Shear believes the cycle ended a year ago, when sales slowed dramatically in South Florida. But now, he said, “we’re in a gap period, closer to the next cycle than we are to the end of this cycle.”
He’ll begin closings at Muse Residences in April with more than 80 percent sold. The luxury condo tower in Sunny Isles Beach has about 12 remaining units from a total of 64, he said. But last year, PMG sold only eight units at Muse. Most sold in 2015, when pre-construction condo sales in Miami peaked.
Pricing hit a high in 2016, which certainly didn’t help with sales, brokers said. While developers are hoping 2017 was the worst of it, that’s probably not the case. Once construction is for the most part over, developers will be stuck with unsold inventory and the carrying costs that come with those units. Buyers (including a number of investors) will also try to flip their units, flooding the market with even more inventory, Zalewski said.
“When the last crane comes down, that’s when the game is on because the clock is ticking,” he added.
Related, which took the number one spot in TRD’s 2017 ranking of top South Florida condo developers, is delivering nine condo buildings this year and another four next year. Most, including Hyde Midtown, SLS Lux and the Paraiso complex in Edgewater, are nearly sold out, the company said.
Timing the market
If developers are getting their next-cycle plans together now, the question is, when should they pounce?
Before a new cycle begins, a few things have to happen. Rents will fall thanks to an oversupply of condos on the rental market. Resale inventory needs to decline — quickly — so that demand and prices will rise.
“This is a hard market to predict. I don’t think anyone in their right mind thought the market was going to come back as strong as it did as long as it did,” Ardid said.
International Sales Group tracks pre-construction sales of projects east of I-95 in Miami-Dade and Broward counties, and found that of all the new inventory put on the market since 2012, 83 percent has been sold or pre-sold. ISG principal Craig Studnicky is especially optimistic, predicting that most of the remaining inventory will be absorbed this year, giving birth to the next cycle.
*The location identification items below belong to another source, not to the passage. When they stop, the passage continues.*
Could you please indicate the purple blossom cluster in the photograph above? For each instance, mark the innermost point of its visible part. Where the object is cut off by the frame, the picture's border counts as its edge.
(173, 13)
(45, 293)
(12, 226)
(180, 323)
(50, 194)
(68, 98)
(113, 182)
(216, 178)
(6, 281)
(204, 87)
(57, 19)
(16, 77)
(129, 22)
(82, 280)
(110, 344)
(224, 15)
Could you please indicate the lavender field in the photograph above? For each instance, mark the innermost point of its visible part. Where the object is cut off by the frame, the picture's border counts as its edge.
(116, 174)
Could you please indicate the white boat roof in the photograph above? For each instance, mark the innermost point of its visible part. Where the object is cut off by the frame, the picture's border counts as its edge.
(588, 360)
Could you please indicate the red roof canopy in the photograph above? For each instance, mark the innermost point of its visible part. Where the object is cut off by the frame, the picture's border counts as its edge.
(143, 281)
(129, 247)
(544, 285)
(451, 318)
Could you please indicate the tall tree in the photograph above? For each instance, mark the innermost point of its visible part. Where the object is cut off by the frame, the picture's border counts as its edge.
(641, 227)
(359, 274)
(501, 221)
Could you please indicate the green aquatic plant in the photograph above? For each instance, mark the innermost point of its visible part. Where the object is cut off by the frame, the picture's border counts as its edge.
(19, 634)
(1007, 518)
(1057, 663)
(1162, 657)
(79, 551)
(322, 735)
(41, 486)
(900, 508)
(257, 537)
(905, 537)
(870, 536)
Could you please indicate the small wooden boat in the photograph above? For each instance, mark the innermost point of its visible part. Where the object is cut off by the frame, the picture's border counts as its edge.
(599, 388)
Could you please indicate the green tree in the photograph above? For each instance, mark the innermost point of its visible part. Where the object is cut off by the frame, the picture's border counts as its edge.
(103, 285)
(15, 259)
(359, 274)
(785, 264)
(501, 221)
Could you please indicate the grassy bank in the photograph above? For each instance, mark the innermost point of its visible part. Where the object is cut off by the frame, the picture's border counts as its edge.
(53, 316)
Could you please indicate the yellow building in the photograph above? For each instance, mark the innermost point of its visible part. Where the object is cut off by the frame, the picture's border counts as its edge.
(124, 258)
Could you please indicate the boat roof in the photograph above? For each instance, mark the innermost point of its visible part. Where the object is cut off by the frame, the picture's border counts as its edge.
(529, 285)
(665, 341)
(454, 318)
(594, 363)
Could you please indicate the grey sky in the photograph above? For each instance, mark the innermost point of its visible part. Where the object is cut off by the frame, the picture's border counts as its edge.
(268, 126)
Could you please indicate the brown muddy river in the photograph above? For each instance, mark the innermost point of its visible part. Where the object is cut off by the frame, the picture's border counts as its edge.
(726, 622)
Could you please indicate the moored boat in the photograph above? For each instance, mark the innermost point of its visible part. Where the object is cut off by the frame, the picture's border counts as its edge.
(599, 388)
However, his prediction seems extremely unlikely, if not impossible — a recent report found that Miami-Dade has four years of existing luxury condo inventory. And a CraneSpotters analysis of new condo sales finds that there’s more than six years’ of supply in downtown Miami. In the county, nearly 2,800 units asking at least $1 million are on the market, according to Condo Vultures Realty. In 2017, 681 luxury units sold in the county, meaning an absorption rate of about 57 units a month, according to the Condo Vultures report. That’s not including the pipeline of new development.
“This is really like what 2011 was. It was pretty obvious we were nearing the end of selling the remaining inventory from the financial crisis of 2008, 2009,” Studnicky said.
KAR Properties’ Karmely doesn’t believe the market will come back as strong as it did at the start of this cycle. “Do I think it’s going to take longer for projects launched in the last two years to sell out? Yes, of course,” he said.
Once the demand is back and developers determine that they can sell new construction at a roughly 35 percent premium, they’ll launch new projects, he said.
Zalewski, who recently joined a private equity firm, Brickell Ventures, which is focused on buying bulk condo deals at discounts, expects the next cycle won’t begin until late 2021 or 2022.
Everyone — developers, brokers and agents — are still optimistic, hoping the market will turn around, he added.
At the same time, they’re getting their approvals and teams in place to be in the right position “once we get out of the correction,” Zalewski said, referring to projects like Magic City and Design Place in Little Haiti. “They’re in early for the next cycle but way too late for this cycle.”